On Wed, Aug 11, 2021 at 07:15:15PM +0300, Nadezda Lutovinova wrote:
> If driver read tmp (or val) value sufficient for
> (tmp & 0x08) && (!(tmp & 0x80)) && ((tmp & 0x7) == ((tmp >> 4) & 0x7))
> from device then Null pointer dereference occurs.

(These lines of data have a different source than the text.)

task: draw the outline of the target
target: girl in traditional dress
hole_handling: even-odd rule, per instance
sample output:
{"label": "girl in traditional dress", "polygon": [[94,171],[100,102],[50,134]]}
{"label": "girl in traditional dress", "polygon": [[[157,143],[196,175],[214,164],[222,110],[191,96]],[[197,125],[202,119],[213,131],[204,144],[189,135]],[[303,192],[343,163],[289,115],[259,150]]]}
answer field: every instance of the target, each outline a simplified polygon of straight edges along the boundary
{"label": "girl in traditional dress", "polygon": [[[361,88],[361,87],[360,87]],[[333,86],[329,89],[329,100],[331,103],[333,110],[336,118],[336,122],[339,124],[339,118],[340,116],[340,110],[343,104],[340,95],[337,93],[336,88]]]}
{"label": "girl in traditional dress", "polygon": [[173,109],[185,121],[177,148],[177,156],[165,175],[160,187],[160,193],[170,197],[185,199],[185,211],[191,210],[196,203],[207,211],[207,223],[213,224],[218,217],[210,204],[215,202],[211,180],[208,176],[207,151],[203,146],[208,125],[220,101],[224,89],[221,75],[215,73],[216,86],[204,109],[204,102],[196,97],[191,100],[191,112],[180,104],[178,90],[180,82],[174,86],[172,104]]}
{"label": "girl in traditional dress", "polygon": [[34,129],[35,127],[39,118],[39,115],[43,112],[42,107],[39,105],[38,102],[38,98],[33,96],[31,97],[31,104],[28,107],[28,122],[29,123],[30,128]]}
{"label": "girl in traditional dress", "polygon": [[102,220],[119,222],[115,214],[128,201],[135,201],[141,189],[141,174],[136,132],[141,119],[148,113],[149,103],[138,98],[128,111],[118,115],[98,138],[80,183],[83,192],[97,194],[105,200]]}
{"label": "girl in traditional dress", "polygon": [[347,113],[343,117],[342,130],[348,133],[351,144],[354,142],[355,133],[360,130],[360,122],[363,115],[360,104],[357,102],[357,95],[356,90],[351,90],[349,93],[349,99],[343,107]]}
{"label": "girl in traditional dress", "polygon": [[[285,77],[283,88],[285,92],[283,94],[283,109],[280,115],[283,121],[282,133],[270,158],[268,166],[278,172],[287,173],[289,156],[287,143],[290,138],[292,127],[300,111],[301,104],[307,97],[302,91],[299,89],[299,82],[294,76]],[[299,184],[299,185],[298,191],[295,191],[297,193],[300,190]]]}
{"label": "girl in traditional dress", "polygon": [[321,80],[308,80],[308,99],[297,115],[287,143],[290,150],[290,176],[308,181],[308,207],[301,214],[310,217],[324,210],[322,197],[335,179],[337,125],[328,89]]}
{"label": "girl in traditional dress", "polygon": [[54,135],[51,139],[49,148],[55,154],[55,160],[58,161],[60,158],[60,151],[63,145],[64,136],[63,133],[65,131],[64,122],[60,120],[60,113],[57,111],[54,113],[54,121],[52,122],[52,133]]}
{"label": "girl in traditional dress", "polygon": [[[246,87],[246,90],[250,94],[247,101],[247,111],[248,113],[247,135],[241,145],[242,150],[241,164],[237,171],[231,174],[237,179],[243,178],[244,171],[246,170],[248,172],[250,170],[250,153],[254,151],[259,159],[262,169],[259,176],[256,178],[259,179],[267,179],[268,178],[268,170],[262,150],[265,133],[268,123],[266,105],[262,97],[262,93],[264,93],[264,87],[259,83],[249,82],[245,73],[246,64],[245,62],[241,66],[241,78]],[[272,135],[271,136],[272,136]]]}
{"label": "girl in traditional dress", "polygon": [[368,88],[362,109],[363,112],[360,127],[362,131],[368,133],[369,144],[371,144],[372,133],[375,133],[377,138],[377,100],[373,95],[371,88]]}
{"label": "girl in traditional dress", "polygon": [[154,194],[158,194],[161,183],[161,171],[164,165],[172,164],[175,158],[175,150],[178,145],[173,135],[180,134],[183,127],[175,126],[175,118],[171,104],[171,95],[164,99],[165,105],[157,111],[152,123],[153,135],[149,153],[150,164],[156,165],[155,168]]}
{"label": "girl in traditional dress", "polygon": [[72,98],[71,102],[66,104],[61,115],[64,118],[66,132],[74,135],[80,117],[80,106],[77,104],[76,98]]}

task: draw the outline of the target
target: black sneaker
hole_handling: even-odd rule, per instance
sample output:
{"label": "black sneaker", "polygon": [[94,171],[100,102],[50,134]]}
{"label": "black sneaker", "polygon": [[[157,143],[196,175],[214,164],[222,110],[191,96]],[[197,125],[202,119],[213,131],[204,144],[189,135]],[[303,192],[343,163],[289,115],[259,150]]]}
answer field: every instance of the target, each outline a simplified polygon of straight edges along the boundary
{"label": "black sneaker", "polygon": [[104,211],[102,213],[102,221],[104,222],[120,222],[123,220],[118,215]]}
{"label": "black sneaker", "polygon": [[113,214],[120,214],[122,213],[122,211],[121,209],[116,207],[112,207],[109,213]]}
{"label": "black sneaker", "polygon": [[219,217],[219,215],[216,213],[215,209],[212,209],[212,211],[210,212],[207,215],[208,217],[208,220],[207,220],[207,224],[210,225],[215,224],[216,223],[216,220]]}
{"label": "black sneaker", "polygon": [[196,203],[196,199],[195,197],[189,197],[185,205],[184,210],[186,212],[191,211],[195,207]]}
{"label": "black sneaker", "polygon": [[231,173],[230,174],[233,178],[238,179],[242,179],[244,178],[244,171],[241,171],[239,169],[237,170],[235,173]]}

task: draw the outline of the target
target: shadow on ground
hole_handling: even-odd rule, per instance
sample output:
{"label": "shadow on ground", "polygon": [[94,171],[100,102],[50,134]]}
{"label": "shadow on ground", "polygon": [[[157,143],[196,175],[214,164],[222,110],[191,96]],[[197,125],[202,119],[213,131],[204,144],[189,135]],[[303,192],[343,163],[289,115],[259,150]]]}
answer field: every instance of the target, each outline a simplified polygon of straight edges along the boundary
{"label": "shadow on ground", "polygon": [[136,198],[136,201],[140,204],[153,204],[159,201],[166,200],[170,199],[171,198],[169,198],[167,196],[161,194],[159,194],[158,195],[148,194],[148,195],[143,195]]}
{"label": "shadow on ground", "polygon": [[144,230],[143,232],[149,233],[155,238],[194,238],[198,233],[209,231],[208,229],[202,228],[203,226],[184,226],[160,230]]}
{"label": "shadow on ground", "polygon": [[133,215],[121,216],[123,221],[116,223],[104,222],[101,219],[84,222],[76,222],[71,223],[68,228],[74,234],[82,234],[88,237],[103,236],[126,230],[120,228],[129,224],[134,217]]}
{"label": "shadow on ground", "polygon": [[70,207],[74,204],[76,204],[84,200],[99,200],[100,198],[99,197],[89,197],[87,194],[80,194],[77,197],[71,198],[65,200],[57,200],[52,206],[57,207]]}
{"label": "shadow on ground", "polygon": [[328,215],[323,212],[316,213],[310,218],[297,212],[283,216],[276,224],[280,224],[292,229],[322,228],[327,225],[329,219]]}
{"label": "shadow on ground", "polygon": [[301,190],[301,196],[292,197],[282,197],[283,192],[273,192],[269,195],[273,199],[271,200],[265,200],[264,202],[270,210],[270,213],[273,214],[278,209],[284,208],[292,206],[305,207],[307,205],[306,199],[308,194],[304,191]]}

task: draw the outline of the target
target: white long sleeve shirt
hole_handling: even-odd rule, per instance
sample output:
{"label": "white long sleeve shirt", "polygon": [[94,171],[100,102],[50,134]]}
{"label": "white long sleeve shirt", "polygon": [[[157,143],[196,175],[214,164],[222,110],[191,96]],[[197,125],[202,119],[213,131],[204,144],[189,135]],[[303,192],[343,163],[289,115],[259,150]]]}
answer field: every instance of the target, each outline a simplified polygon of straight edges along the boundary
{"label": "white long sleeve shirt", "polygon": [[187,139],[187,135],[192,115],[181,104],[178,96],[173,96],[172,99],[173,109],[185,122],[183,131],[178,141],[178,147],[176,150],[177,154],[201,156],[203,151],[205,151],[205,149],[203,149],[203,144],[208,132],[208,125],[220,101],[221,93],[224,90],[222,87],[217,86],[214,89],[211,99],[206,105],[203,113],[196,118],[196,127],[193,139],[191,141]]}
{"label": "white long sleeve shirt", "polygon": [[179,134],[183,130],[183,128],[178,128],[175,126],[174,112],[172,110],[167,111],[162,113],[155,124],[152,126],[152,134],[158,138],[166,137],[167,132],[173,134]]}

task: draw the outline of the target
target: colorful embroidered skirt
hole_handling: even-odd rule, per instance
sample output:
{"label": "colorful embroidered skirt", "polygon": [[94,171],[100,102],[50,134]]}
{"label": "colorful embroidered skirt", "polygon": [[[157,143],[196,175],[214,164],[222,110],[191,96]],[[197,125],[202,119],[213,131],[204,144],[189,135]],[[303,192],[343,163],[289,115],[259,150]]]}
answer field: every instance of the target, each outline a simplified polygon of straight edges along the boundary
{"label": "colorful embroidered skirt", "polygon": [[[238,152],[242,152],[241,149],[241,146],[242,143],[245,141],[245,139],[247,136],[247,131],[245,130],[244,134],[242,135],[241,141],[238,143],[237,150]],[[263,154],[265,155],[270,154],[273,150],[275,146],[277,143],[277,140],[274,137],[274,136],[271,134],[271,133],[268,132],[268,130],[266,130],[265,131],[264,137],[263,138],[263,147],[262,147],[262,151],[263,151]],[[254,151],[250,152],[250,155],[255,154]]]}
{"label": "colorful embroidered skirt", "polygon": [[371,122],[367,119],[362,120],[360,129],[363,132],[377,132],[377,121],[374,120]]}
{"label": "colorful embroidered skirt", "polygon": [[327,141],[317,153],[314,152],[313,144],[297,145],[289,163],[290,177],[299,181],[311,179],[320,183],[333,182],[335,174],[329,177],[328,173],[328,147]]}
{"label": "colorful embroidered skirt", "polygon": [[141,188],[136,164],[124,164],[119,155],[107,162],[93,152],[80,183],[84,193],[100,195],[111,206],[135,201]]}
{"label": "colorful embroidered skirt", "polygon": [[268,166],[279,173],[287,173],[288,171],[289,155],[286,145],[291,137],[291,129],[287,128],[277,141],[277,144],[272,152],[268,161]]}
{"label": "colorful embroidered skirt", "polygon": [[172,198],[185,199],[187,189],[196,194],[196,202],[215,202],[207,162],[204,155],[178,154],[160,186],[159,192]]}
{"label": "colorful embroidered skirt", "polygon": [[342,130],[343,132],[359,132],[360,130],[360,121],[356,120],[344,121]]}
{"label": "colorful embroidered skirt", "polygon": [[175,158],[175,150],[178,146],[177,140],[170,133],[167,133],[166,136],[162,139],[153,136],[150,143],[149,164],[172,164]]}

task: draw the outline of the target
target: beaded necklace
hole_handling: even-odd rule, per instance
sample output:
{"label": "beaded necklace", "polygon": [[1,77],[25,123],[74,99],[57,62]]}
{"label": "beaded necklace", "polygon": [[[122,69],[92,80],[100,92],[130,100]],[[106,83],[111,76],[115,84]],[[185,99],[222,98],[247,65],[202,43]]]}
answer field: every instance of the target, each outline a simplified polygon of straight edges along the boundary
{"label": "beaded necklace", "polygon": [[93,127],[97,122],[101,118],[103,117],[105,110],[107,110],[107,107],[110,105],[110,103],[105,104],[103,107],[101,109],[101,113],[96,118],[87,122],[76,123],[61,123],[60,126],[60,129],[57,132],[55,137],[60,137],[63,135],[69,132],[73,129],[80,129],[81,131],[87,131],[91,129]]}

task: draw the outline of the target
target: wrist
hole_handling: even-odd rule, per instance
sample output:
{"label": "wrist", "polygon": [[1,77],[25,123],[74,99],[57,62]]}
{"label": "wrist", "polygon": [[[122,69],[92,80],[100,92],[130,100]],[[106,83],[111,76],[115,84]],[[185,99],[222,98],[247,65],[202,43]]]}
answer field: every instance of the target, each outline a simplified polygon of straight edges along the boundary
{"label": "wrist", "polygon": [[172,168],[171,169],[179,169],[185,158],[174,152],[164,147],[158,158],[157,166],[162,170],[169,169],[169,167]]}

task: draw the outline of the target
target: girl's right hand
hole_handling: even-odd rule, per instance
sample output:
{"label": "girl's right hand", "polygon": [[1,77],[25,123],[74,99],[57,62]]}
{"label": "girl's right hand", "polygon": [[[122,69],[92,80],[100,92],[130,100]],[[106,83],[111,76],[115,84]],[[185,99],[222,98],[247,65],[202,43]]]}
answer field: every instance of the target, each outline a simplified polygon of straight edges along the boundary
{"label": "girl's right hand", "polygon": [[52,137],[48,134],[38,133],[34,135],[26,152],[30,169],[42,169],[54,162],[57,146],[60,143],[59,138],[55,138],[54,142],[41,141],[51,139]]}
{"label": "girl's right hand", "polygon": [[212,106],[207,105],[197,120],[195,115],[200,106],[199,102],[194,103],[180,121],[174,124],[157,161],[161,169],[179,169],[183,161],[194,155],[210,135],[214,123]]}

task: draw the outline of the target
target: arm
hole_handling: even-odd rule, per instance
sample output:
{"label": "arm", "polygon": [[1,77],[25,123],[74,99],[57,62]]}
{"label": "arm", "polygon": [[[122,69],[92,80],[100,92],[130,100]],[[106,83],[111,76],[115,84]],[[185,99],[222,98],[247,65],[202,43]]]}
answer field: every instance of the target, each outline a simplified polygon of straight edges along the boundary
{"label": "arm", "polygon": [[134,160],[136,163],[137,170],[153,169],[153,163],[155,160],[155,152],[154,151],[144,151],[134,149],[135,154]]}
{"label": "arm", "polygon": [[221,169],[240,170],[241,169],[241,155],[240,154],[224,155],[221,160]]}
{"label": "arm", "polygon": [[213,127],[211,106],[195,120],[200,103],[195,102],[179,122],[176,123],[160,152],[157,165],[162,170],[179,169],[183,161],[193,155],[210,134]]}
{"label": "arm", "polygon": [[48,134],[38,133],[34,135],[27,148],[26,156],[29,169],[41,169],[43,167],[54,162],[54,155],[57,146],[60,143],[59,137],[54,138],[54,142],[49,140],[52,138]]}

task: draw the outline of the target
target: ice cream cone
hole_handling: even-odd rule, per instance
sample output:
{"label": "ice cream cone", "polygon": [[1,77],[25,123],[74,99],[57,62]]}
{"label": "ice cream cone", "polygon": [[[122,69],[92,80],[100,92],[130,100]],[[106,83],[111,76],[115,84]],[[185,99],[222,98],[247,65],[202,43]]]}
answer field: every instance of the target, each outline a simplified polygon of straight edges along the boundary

> (It is possible if tmp = 0b0xyz1xyz, where same literals mean same numbers)
>
> The patch adds checking if data->lm75[0] is NULL.
>
> Found by Linux Driver Verification project (linuxtesting.org).
>
One patch per driver, please.
> Signed-off-by: Nadezda Lutovinova <lutovinova@xxxxxxxxx>
> ---
> drivers/hwmon/w83791d.c | 2 +-
> drivers/hwmon/w83792d.c | 2 +-
> drivers/hwmon/w83793.c | 2 +-
> 3 files changed, 3 insertions(+), 3 deletions(-)
>
> diff --git a/drivers/hwmon/w83791d.c b/drivers/hwmon/w83791d.c
> index 37b25a1474c4..8b30bbfafaa7 100644
> --- a/drivers/hwmon/w83791d.c
> +++ b/drivers/hwmon/w83791d.c
> @@ -1284,7 +1284,7 @@ static int w83791d_detect_subclients(struct i2c_client *client)
> data->lm75[0] = devm_i2c_new_dummy_device(&client->dev, adapter,
> 0x48 + (val & 0x7));
> if (!(val & 0x80)) {
> - if (!IS_ERR(data->lm75[0]) &&
> + if (!IS_ERR_OR_NULL(data->lm75[0]) &&
> ((val & 0x7) == ((val >> 4) & 0x7))) {
> dev_err(&client->dev,
> "duplicate addresses 0x%x, "
As you pointed out in te other e-mail, lm75[] does not really serve
a purpose anymore. It might be much better to replace this code with
something like
if (!(val & 0x88) && (val & 0x7) == ((val >> 4) & 0x7)) {
dev_err(&new_client->dev,
"duplicate addresses 0x%x, use force_subclient\n",
0x48 + (val & 0x7));
return -ENODEV;
}
Same for the other chips.
Guenter
> diff --git a/drivers/hwmon/w83792d.c b/drivers/hwmon/w83792d.c
> index abd5c3a722b9..85ae12d950e1 100644
> --- a/drivers/hwmon/w83792d.c
> +++ b/drivers/hwmon/w83792d.c
> @@ -950,7 +950,7 @@ w83792d_detect_subclients(struct i2c_client *new_client)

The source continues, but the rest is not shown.